東工大地球生命研究所の藤島皓介さんは、宇宙生物学者として、土星の衛星エンケラドス探査の準備を進めている。

地球の生命の起源の話をさんざんしてきたけれど、ここではもう素直に、藤島さんのことを宇宙の研究者だと考えてよい。

では、生物の専門家である藤島さんが、このような宇宙探査計画で担当する部分はどんなことだろう。

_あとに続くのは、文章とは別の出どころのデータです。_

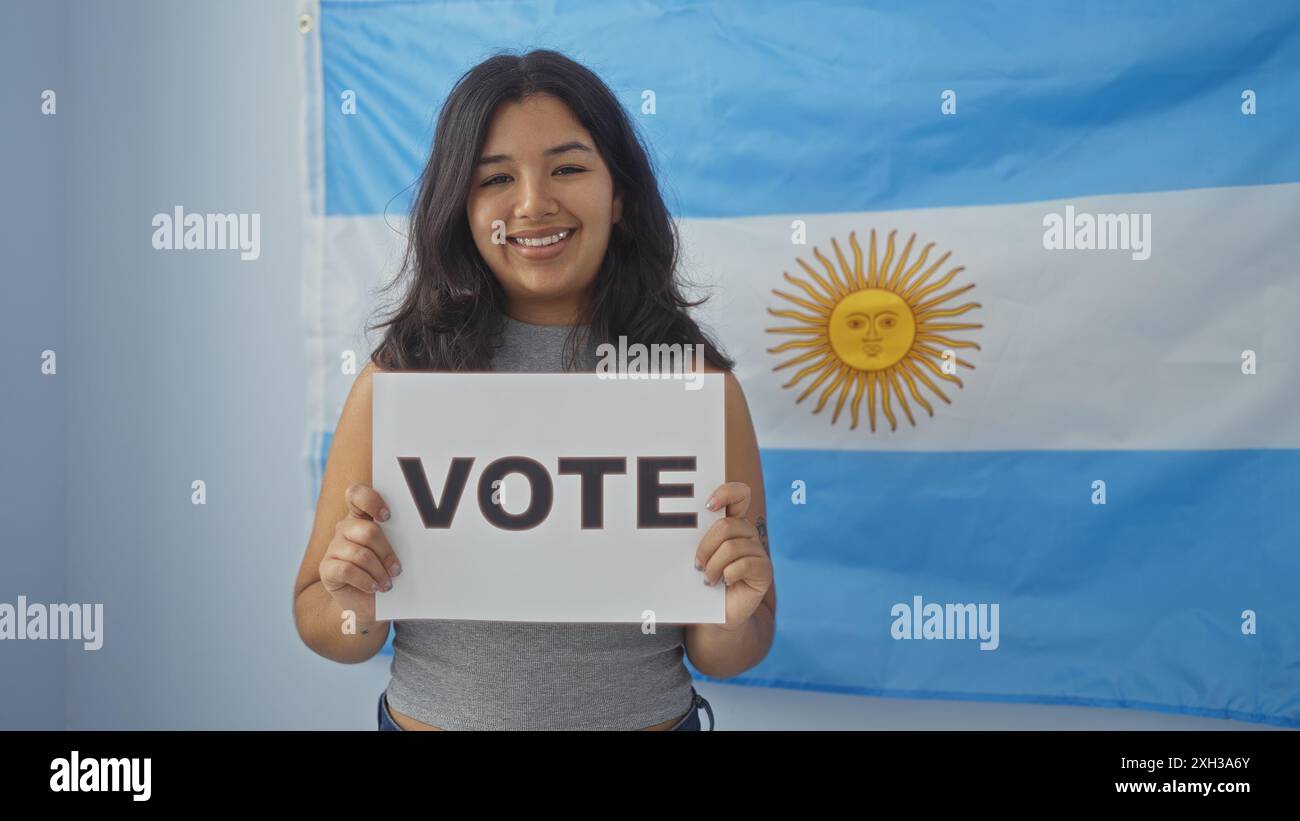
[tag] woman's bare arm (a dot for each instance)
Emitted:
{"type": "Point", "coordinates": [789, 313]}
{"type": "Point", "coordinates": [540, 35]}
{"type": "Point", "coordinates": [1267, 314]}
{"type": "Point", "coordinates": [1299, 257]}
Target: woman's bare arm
{"type": "Point", "coordinates": [317, 616]}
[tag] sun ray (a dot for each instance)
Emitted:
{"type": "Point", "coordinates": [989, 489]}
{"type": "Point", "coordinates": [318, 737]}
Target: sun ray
{"type": "Point", "coordinates": [857, 398]}
{"type": "Point", "coordinates": [858, 283]}
{"type": "Point", "coordinates": [839, 378]}
{"type": "Point", "coordinates": [844, 394]}
{"type": "Point", "coordinates": [947, 312]}
{"type": "Point", "coordinates": [824, 363]}
{"type": "Point", "coordinates": [804, 303]}
{"type": "Point", "coordinates": [794, 315]}
{"type": "Point", "coordinates": [871, 260]}
{"type": "Point", "coordinates": [915, 370]}
{"type": "Point", "coordinates": [911, 386]}
{"type": "Point", "coordinates": [902, 261]}
{"type": "Point", "coordinates": [835, 294]}
{"type": "Point", "coordinates": [939, 372]}
{"type": "Point", "coordinates": [840, 287]}
{"type": "Point", "coordinates": [919, 295]}
{"type": "Point", "coordinates": [800, 343]}
{"type": "Point", "coordinates": [945, 341]}
{"type": "Point", "coordinates": [797, 330]}
{"type": "Point", "coordinates": [944, 298]}
{"type": "Point", "coordinates": [826, 372]}
{"type": "Point", "coordinates": [871, 399]}
{"type": "Point", "coordinates": [915, 266]}
{"type": "Point", "coordinates": [922, 279]}
{"type": "Point", "coordinates": [807, 289]}
{"type": "Point", "coordinates": [884, 400]}
{"type": "Point", "coordinates": [800, 359]}
{"type": "Point", "coordinates": [844, 266]}
{"type": "Point", "coordinates": [884, 265]}
{"type": "Point", "coordinates": [948, 326]}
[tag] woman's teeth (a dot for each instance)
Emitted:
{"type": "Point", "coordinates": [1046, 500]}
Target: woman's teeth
{"type": "Point", "coordinates": [540, 242]}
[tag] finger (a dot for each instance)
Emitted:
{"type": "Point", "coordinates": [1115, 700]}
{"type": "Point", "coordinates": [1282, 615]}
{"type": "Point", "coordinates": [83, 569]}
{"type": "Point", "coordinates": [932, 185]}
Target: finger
{"type": "Point", "coordinates": [735, 495]}
{"type": "Point", "coordinates": [337, 573]}
{"type": "Point", "coordinates": [363, 557]}
{"type": "Point", "coordinates": [719, 531]}
{"type": "Point", "coordinates": [368, 534]}
{"type": "Point", "coordinates": [726, 556]}
{"type": "Point", "coordinates": [752, 569]}
{"type": "Point", "coordinates": [364, 502]}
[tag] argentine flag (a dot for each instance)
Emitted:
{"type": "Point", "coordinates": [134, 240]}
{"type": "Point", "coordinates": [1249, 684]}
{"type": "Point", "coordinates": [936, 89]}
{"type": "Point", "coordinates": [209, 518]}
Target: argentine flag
{"type": "Point", "coordinates": [1013, 295]}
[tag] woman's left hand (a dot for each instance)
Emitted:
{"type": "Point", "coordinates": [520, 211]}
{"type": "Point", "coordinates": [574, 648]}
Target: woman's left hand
{"type": "Point", "coordinates": [732, 554]}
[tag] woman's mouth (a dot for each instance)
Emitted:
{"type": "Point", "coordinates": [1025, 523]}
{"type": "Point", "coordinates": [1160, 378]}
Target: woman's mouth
{"type": "Point", "coordinates": [542, 247]}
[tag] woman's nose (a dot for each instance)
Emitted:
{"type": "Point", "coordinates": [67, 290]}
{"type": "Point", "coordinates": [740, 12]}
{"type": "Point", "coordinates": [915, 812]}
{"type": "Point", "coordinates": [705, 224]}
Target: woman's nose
{"type": "Point", "coordinates": [534, 198]}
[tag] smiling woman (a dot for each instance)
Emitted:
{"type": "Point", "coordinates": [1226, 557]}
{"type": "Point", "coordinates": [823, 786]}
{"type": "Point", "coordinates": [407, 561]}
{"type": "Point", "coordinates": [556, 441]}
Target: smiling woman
{"type": "Point", "coordinates": [541, 208]}
{"type": "Point", "coordinates": [537, 235]}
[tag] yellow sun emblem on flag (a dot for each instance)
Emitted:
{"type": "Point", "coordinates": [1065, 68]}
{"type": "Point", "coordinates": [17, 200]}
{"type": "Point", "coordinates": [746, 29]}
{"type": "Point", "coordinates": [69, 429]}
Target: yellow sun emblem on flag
{"type": "Point", "coordinates": [875, 333]}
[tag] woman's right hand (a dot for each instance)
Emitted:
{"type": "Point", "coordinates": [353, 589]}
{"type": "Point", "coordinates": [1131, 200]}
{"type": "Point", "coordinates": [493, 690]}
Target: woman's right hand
{"type": "Point", "coordinates": [359, 560]}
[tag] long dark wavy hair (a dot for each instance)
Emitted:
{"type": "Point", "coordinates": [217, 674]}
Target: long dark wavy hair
{"type": "Point", "coordinates": [454, 304]}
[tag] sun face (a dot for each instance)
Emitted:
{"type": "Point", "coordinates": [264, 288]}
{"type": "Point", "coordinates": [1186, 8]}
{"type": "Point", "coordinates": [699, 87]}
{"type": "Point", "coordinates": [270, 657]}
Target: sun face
{"type": "Point", "coordinates": [879, 333]}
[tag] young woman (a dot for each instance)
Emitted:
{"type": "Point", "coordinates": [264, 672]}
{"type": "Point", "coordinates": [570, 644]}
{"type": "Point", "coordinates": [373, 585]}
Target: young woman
{"type": "Point", "coordinates": [537, 233]}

「二つあります。第一に、エンケラドスで何をどれほどの精度で見つけられたら生命がいると言えるかという疑問に答えなくてはなりません。そして、第二に、サンプルの捕集とその後の分析をどうすれば成功させられるかです。複数の軌道計画をトレードオフした結果、現在のベースライン案では、エンケラドスの周回軌道に入らずに、エンケラドスの近くを『フライバイ』、つまり通り過ぎます。このとき探査機とプリュームの間には秒速4キロ以上の相対速度があるため、エンケラドスの海の底から宇宙空間に放出された微粒子に含まれているだろう有機物を、そうした超高速な衝突を経ても、いかに壊さずに捕まえて地球に持ち帰るか、あるいは探査機の中で、その場で有機物を微粒子から抽出、分離、分析できるようにするかということに挑戦しています」

まずは第一の担当について。どんなものを見つけたら、エンケラドスに生命がいると言えるのか。これが分からないと探査計画自体が成立しない。藤島さんの見解が問われるところだ。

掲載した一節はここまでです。